Because they were all free, Drizzt realized. This apparent and bizarre time-shift had only made the world a better place for these four fugitives. The dwarf and monk could go as they pleased with no fear of Cavus Dun, and for Effron and Entreri, the specter of Draygo Quick seemed lifted, and likely, too, the shadows of a hundred others with a vendetta against Artemis Entreri.

So, too, would this strange leap of years benefit Drizzt and Dahlia, he realized, but the elf warrior showed no mirth, sitting by herself, her expression grim, and glancing his way every now and again.
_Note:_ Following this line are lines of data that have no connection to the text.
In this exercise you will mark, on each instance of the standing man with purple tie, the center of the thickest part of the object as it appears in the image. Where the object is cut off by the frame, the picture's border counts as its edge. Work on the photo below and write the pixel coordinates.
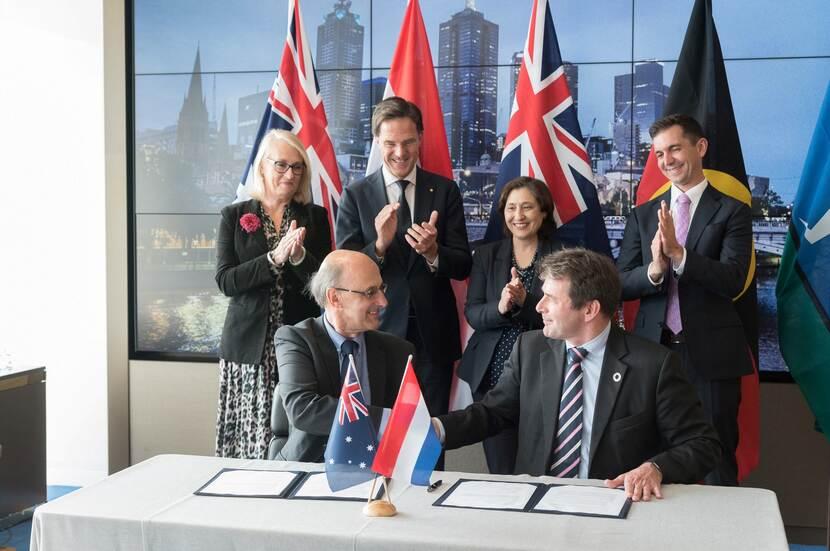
(685, 255)
(588, 399)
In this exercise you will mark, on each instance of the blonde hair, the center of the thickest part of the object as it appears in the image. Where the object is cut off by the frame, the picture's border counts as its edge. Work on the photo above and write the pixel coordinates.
(303, 194)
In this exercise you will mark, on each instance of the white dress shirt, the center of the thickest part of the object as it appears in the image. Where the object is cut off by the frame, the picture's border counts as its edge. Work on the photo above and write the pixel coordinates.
(591, 370)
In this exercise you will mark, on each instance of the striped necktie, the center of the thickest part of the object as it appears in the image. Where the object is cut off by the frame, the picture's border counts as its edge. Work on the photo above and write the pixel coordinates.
(568, 442)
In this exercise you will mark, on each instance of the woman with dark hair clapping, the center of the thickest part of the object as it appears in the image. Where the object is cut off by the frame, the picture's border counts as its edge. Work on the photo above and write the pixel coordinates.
(502, 296)
(267, 249)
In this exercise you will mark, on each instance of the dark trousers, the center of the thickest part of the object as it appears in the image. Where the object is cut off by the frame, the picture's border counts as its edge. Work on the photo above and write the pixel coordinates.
(500, 450)
(435, 377)
(720, 399)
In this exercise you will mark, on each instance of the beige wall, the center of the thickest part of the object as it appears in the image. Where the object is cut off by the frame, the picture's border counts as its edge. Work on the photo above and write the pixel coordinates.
(173, 410)
(795, 462)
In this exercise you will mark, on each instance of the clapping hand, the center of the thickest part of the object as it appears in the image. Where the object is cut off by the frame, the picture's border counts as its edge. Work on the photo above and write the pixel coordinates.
(640, 483)
(659, 262)
(423, 237)
(290, 246)
(514, 292)
(668, 238)
(386, 224)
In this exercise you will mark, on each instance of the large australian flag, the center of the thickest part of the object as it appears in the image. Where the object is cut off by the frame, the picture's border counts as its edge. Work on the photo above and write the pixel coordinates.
(352, 440)
(544, 141)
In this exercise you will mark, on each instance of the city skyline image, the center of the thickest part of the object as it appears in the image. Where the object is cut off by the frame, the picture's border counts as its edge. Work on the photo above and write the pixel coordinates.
(199, 94)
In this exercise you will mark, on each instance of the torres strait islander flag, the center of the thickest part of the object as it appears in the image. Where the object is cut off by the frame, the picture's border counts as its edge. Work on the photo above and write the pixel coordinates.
(295, 104)
(352, 441)
(409, 447)
(700, 89)
(544, 141)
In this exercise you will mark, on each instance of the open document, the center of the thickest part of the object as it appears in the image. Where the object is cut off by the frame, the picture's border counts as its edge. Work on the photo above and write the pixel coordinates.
(489, 494)
(250, 483)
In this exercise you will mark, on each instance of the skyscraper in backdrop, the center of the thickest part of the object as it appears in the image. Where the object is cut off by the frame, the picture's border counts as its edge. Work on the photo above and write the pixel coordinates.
(468, 47)
(571, 76)
(338, 62)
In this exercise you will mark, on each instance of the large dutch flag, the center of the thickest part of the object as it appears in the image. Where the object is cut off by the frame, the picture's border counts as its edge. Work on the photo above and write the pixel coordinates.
(409, 447)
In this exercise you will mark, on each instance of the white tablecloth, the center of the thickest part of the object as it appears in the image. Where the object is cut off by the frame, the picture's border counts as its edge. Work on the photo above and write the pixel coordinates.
(151, 507)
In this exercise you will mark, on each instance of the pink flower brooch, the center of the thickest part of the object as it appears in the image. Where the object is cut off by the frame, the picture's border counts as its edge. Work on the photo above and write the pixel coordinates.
(250, 222)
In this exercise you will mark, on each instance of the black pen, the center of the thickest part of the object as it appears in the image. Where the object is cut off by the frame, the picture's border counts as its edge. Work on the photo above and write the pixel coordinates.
(435, 485)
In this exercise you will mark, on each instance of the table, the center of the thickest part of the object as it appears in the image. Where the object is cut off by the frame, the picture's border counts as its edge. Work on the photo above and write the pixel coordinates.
(151, 506)
(22, 438)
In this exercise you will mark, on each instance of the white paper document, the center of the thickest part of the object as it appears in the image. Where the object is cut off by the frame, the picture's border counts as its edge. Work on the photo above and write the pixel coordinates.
(486, 494)
(250, 483)
(316, 486)
(586, 500)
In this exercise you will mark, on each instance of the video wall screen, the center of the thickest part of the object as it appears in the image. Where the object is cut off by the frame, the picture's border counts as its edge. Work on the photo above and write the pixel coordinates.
(202, 72)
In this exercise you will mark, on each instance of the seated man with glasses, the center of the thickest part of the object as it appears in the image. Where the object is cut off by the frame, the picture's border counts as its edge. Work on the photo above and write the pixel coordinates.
(312, 355)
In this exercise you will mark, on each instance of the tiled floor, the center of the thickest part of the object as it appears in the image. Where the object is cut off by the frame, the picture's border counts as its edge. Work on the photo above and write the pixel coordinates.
(17, 537)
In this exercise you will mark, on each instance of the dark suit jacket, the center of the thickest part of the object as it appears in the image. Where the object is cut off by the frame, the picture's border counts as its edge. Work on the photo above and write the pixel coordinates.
(651, 413)
(405, 271)
(310, 382)
(491, 272)
(244, 274)
(718, 256)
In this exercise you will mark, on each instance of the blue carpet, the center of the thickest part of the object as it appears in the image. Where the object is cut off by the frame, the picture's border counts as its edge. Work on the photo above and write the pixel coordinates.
(17, 537)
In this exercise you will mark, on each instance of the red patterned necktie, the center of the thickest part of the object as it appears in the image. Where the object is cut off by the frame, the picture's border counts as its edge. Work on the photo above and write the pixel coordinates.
(681, 230)
(568, 442)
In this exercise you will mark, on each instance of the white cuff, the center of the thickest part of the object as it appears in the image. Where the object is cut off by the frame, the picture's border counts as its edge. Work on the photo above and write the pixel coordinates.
(302, 257)
(678, 270)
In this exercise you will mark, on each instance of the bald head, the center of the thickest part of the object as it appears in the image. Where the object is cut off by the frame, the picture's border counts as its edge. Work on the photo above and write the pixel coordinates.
(347, 286)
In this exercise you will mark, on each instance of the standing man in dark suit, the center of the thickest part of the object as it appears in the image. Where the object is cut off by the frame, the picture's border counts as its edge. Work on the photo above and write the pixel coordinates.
(686, 255)
(588, 399)
(411, 222)
(312, 355)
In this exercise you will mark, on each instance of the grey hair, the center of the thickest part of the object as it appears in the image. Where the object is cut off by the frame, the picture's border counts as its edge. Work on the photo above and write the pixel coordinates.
(257, 186)
(325, 278)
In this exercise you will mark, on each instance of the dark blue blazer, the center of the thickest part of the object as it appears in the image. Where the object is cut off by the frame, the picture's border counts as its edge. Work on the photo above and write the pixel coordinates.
(406, 272)
(243, 273)
(491, 271)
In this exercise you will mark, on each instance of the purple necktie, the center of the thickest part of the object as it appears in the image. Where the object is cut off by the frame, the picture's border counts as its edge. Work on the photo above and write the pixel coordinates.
(681, 230)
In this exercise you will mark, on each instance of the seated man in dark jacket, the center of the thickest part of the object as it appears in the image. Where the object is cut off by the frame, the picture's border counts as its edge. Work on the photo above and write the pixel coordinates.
(312, 355)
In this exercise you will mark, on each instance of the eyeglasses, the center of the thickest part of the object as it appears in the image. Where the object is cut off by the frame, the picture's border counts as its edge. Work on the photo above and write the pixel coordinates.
(282, 167)
(368, 293)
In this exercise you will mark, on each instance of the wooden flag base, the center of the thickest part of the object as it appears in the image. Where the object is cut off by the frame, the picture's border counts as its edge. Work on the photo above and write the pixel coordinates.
(379, 507)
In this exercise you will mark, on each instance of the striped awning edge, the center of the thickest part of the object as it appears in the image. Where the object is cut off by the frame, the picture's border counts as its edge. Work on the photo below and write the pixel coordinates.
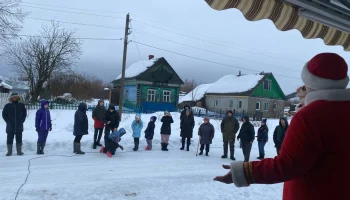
(285, 17)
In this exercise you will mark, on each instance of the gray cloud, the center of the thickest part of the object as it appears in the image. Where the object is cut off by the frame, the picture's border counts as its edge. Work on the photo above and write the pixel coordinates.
(104, 58)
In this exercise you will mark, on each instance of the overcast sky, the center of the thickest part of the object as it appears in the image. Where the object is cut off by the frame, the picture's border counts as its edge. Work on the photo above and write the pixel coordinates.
(233, 41)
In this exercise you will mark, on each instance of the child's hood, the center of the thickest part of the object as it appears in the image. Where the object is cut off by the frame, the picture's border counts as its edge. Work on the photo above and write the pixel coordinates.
(138, 115)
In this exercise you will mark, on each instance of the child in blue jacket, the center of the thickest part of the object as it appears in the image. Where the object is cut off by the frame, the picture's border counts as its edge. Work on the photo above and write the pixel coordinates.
(112, 142)
(136, 127)
(149, 132)
(43, 125)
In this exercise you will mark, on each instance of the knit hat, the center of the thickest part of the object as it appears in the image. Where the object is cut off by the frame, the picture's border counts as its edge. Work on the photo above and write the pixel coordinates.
(111, 106)
(14, 95)
(153, 118)
(326, 71)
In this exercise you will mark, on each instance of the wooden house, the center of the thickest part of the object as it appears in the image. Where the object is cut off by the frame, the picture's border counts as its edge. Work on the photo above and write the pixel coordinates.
(151, 85)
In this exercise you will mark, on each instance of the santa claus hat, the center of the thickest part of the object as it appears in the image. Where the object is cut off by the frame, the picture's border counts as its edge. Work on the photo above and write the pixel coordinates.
(326, 71)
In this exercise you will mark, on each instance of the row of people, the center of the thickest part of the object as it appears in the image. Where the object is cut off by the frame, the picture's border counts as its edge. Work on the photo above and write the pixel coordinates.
(108, 121)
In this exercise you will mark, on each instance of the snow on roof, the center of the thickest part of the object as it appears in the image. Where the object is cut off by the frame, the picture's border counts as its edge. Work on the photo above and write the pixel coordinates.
(196, 94)
(137, 68)
(235, 84)
(3, 84)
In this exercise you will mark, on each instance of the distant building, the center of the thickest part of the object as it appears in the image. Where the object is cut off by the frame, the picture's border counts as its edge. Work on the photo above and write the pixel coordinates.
(4, 87)
(251, 94)
(151, 85)
(196, 97)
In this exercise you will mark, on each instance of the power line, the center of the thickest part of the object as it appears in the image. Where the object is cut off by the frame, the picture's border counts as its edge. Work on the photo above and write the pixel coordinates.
(209, 61)
(79, 13)
(185, 35)
(78, 38)
(214, 38)
(104, 11)
(137, 45)
(77, 23)
(90, 10)
(213, 52)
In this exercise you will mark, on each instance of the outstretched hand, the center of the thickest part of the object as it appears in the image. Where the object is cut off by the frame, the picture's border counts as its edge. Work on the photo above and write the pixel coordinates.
(226, 178)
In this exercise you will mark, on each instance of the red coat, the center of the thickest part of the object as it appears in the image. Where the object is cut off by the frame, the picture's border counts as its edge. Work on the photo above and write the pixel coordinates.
(314, 158)
(98, 123)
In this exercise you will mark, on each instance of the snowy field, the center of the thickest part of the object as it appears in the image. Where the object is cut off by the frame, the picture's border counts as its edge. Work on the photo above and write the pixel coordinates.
(152, 175)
For Drizzt, there was just confusion. Had his sleep, had the enchanted forest, been a vision, a love letter to him from Mielikki? More likely, he realized, it had been a moment of closure. Awakening in the tiny secluded area of a land still grasped by the late winter signaled a farewell to Drizzt.

The forest was gone.

Somehow he knew that, in his heart and soul. The enchanted forest was gone, was no more, and so too were flown any ties to the world that had once been, before the Spellplague.

Thus, his past was gone, at long last.

He focused on that moment when the moon had opened his eyes, and thought it a passage. He thought of Innovindil (and stole a glance at Dahlia) and her insistence that an elf must live his life in shorter time spans, must reinvent his existence, his friends, his love, with each passing generation, to know vitality and happiness.

He glanced at Dahlia again, but his gaze inevitably lowered to his own hands, where he rolled a piece of scrimshaw over and over again.

By the time he looked back up, while the dwarf, monk, and warlock remained at play with the fire, Dahlia had gone to sit with Entreri, the two conversing privately.

Drizzt nodded, rose, and walked off into the night. He came to a high rock, overlooking Bryn Shander away to the southeast, and with the high peak of Kelvin’s Cairn to the northwest behind him. He stood there, the wind in his face and in his ears, remembering what was and pondering what might now be.